2番の歌詩、”真夜中にたたきおこされ~冷酷な顔が”の部分は、小説のウィンストンが統治者ビッグ・ブラザーへの憎悪を表面化させ、日記に”ビッグ・ブラザーを打倒せよ!”と無意識に書き綴ったあと、自分が間もなく思想警察によって逮捕されるであろう場面を思い描く部分から引用されている。
その1984年を迎えた1月1日、「Sad Song」は、蒼い空気に包まれた路上の3人を、車のヘッドライトが後ろから照らしているジャケットともに"Winter Version"としてシングル・リリースされた。大江のヴォーカルは、アルバムの淡々とした表情から、怒りを含んだようなものに変わり、バッキング・トラックも編集、短縮されている。
B面には「She Broke My Heart's Edge」のRemix Versionが収録された(井上のベースが前面に出た強力Remix)。
大江脱退後の花田は”やさしい風が~”の部分を、当時の自分の心境を照らし合わせたのか、”冷たい風が~”と変えて歌っていた。

2.  風の中に消えた(作詩/柴山俊之 作曲/花田裕之)
サンハウスのVo.の柴山俊之が ルースターズに書き下ろした歌詩に花田が曲をつけた。以後花田のソロまで続く、この柴山/花田の組み合わせはこの曲で始まった。後の『KAMINARI』収録の「Blue Night」やPANTAのアルバム『P.I.S.S.』に収録されている「Tambourine」に通じる、花田らしさが漂うフォーク・ロック、花田節。ハードボイルドでストイックな歌詩を花田が歌ったら、更に決まったような気がするのだが。そのかわり、花田入魂のギターソロが聴ける。

3.  夜に濡れたい(作詩/柴山俊之 作曲/井上富雄)
前曲に続き柴山の歌詩だが、作曲は井上。ディレイを効かせたギターとうねるベース、井上が担当したシンセサイザーが織りなすダークな音のベールに、前曲とは反対に官能的な歌詩が絡みつく。

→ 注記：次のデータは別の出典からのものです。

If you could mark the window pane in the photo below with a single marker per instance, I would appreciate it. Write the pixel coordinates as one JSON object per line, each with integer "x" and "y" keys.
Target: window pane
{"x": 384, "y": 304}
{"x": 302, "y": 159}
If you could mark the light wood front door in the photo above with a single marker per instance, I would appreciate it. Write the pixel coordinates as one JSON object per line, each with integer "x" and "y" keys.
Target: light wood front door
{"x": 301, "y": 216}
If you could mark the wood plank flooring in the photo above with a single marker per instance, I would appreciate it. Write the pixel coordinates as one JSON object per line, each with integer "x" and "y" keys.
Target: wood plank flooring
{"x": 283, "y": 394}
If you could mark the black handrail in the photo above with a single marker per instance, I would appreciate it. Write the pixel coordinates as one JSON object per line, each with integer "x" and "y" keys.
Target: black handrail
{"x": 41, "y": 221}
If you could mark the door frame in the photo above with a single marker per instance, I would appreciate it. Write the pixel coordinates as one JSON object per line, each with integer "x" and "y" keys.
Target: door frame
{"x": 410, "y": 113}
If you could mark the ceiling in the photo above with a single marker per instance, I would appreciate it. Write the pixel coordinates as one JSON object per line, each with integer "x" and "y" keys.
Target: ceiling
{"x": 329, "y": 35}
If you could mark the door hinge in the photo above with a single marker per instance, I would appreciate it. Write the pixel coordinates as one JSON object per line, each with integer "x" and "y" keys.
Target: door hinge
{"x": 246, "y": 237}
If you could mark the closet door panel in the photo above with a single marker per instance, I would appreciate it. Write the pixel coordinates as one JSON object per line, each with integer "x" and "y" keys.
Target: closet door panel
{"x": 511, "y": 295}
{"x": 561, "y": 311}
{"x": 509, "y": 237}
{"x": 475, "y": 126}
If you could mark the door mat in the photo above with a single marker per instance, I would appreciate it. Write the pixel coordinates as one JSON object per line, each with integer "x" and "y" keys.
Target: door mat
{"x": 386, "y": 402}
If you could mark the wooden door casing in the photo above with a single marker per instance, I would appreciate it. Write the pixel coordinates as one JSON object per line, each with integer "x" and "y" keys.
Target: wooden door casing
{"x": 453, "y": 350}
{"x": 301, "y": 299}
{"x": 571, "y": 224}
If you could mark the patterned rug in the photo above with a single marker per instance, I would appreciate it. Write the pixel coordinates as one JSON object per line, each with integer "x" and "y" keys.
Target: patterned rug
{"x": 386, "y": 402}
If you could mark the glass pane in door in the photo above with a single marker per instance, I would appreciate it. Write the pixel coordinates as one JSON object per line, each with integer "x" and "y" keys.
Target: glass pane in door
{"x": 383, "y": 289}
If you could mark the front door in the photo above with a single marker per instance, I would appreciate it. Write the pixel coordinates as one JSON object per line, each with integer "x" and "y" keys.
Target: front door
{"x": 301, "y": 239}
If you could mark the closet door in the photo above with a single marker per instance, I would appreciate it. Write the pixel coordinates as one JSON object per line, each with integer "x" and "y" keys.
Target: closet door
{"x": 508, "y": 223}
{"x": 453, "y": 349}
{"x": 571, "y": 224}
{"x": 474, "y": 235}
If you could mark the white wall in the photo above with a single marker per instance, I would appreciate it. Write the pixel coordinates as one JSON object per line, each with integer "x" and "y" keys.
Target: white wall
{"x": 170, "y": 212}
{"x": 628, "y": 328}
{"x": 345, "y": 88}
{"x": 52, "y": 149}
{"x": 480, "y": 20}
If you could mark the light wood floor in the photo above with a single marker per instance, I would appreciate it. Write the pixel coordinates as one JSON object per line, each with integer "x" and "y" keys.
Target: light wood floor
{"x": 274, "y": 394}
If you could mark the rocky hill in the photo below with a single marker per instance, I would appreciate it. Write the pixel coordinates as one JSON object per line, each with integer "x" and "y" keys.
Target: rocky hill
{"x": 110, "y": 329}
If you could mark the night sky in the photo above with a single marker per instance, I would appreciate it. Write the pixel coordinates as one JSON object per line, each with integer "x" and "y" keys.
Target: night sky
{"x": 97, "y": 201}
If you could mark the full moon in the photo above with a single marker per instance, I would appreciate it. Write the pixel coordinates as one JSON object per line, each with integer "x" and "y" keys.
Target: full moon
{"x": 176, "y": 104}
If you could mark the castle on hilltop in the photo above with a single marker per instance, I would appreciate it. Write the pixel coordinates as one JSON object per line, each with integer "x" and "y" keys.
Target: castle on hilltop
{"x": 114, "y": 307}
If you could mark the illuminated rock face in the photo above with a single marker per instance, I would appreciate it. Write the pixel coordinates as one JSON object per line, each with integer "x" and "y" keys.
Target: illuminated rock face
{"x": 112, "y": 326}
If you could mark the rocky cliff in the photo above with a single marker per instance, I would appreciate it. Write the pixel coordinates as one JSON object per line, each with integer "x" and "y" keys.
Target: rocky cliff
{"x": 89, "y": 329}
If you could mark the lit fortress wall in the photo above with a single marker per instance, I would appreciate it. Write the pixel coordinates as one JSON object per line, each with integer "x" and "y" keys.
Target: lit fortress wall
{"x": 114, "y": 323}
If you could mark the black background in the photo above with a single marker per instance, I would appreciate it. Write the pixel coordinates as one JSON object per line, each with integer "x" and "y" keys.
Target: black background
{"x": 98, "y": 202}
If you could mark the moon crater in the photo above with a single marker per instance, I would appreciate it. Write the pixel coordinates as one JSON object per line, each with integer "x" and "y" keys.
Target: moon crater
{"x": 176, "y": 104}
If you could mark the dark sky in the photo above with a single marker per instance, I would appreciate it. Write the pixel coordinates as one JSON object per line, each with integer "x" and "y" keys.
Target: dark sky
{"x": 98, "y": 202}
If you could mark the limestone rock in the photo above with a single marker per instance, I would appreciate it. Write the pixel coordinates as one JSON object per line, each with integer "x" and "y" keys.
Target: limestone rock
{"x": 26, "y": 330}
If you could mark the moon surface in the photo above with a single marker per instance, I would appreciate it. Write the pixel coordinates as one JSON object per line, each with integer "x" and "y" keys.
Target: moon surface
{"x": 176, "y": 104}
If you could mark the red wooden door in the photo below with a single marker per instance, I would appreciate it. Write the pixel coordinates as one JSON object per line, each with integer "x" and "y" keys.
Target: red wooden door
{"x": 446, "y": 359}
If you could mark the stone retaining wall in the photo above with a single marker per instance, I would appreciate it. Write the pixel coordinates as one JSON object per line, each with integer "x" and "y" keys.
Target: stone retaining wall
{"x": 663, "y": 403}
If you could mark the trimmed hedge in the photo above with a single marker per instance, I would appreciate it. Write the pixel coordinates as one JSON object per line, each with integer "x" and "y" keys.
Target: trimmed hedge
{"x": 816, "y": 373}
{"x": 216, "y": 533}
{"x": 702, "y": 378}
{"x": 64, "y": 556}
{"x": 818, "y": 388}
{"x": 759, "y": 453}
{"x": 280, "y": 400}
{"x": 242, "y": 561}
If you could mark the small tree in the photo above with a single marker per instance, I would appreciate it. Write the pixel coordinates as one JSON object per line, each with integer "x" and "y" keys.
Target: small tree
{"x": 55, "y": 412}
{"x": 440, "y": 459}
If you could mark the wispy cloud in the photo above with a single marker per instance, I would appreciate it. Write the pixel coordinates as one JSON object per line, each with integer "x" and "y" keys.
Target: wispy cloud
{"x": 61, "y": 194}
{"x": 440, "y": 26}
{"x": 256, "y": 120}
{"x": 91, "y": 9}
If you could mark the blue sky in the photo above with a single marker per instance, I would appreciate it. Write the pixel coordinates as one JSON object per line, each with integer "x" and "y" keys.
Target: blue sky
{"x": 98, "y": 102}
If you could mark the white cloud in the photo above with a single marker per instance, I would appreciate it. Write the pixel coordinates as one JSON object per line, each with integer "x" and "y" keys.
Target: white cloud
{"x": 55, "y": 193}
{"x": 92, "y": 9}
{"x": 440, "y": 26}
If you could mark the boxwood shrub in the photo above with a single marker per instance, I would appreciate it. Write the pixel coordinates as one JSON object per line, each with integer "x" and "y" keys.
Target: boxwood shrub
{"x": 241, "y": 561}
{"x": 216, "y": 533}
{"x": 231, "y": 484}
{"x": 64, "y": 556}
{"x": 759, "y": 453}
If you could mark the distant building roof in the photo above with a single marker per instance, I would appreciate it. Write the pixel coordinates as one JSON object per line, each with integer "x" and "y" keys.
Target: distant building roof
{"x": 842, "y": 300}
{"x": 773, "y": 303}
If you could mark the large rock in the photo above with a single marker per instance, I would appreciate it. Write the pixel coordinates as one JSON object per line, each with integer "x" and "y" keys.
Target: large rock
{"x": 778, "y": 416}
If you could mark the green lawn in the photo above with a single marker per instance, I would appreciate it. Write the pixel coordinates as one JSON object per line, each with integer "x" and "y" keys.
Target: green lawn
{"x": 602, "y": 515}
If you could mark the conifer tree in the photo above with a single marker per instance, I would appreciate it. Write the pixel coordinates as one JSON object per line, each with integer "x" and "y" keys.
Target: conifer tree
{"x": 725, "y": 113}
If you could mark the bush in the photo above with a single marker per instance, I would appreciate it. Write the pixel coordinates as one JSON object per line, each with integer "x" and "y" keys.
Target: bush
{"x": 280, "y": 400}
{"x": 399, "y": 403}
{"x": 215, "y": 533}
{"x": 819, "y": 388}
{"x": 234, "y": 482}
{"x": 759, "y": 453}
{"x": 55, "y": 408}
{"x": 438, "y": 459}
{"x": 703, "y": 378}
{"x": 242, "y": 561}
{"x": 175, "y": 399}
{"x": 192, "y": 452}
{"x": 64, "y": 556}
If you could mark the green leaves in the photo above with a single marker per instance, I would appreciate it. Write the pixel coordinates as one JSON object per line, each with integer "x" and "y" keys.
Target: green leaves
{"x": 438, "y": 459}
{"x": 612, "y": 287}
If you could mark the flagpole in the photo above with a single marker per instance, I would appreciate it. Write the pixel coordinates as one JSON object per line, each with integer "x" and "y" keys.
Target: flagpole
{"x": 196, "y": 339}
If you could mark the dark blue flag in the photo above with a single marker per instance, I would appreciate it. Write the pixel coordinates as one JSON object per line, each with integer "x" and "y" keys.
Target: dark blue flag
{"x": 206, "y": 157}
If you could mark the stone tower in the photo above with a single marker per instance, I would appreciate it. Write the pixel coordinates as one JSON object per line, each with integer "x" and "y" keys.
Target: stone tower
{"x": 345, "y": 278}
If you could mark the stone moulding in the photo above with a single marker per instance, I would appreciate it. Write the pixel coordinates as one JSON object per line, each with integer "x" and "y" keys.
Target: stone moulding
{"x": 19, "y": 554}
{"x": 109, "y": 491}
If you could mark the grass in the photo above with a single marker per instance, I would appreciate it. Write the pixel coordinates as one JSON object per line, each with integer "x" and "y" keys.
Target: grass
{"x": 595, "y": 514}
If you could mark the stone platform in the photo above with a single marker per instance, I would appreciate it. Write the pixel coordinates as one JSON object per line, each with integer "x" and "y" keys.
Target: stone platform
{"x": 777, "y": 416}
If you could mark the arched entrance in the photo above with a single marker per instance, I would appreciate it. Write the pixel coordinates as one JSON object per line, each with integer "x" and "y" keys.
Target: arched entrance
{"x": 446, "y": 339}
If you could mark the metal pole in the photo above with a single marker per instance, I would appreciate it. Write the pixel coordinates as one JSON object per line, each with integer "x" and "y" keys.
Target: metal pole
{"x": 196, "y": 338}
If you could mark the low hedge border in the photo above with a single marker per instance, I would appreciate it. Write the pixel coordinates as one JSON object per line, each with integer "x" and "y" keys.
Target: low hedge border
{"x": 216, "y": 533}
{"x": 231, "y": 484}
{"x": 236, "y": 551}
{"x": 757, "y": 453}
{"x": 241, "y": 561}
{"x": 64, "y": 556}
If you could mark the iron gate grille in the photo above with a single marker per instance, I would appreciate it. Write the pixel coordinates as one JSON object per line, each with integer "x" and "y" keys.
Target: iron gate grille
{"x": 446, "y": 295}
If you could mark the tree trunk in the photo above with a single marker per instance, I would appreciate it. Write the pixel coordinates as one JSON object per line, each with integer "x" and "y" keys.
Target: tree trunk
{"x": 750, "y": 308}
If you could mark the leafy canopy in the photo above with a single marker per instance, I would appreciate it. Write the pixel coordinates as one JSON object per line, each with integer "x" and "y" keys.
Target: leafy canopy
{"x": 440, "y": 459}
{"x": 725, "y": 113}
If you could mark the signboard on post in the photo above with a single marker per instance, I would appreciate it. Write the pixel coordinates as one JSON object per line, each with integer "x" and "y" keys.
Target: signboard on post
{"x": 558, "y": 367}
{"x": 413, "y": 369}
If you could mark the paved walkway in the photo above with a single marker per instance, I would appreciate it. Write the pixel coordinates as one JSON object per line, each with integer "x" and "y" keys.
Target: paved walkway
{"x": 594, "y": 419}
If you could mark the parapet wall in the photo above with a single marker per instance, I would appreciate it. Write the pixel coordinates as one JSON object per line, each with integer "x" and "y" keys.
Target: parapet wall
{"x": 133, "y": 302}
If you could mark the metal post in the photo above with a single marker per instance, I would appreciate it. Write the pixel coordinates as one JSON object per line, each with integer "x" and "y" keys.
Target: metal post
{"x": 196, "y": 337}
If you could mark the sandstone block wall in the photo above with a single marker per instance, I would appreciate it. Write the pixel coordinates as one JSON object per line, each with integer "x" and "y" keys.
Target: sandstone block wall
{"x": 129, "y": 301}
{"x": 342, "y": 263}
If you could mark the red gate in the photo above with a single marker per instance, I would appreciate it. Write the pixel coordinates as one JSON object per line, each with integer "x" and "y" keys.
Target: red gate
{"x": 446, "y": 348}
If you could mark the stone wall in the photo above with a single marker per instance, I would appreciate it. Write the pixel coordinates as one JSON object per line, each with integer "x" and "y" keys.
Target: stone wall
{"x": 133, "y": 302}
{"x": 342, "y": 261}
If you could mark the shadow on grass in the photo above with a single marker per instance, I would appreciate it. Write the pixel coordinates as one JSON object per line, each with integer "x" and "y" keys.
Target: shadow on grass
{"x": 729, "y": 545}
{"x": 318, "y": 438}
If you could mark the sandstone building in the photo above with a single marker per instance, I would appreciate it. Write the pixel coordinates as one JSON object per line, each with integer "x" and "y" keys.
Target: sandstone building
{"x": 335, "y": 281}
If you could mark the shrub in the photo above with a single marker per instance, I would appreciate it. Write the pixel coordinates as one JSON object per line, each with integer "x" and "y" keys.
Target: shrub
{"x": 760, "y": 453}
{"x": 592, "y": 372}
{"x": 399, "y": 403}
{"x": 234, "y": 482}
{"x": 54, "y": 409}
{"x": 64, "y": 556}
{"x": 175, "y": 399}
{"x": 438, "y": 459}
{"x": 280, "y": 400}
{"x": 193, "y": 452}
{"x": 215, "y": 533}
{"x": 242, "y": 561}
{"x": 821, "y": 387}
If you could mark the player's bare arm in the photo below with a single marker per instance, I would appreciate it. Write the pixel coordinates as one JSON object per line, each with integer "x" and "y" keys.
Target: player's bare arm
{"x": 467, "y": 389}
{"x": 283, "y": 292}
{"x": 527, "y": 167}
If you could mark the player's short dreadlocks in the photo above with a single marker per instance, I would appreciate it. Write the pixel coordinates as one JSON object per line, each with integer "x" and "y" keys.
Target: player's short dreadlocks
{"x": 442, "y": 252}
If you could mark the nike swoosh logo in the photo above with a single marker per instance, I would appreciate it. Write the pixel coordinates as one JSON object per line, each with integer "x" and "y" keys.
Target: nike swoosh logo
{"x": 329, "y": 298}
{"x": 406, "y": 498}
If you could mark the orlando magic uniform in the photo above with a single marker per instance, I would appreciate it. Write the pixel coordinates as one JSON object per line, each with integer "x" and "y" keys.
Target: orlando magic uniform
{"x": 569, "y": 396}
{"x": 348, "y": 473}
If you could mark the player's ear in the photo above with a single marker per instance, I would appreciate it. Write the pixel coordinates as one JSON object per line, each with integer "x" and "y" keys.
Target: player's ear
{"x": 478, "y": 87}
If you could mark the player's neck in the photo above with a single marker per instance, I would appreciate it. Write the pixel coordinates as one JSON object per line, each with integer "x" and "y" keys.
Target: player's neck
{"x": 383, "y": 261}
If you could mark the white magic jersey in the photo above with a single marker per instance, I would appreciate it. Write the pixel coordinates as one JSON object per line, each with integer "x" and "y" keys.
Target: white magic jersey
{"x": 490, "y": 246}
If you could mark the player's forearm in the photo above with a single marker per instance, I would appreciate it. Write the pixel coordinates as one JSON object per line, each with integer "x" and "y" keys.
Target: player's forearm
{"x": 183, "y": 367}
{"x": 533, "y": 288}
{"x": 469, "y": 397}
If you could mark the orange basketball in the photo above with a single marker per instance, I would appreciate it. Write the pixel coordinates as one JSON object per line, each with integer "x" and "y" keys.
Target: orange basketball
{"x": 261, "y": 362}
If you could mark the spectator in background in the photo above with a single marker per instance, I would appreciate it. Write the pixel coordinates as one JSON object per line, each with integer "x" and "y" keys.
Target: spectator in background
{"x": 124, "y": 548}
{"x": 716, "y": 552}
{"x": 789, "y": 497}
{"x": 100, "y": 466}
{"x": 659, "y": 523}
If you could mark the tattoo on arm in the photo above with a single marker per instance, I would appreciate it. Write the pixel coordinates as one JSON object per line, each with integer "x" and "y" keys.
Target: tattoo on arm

インタビューで井上は、聴いているのはキャバレー・ボルテールとか環境音楽のみとかと答えていたから、出来上がったものは他の曲とはいい感じで違い、浮き上がっている。
ただ、作詩者の柴山は、この2曲をあまり気に入っていなかったようだ。
  
4.  Je Suis Le Vent(作詩/ヒロ・スグル,M.Alexander 作曲/花田裕之、下山淳)  
鳥のさえずり、キーボードが奏でる霞の中、小さな女の子がママを呼ぶ声(”私とても眠い....”と言っている様に聞こえる)。フランス語で書かれたタイトル・歌詩は、日本語にするのは難しいが”僕は風...”となるのだろうか。1984年10月にリリースされたビデオ『Paranoiac Live』の歌詩カードには作詩者が”マリア・アレクサンダー”とクレジットされている。
最初に手にした楽器がベースだったという下山が弾くベースに続いて、霞を晴らすかの様にゆるやかなギターが響く。 
スネアが打ち鳴らされた瞬間、目に浮かぶ景色、そしてこの冷たく暗いトーンに満ちたアルバムは、暖かい光りに包まれるように感じられる.....が、実は魂を奪われ、抜け殻になってしまった者へのレクイエムなのかも知れない。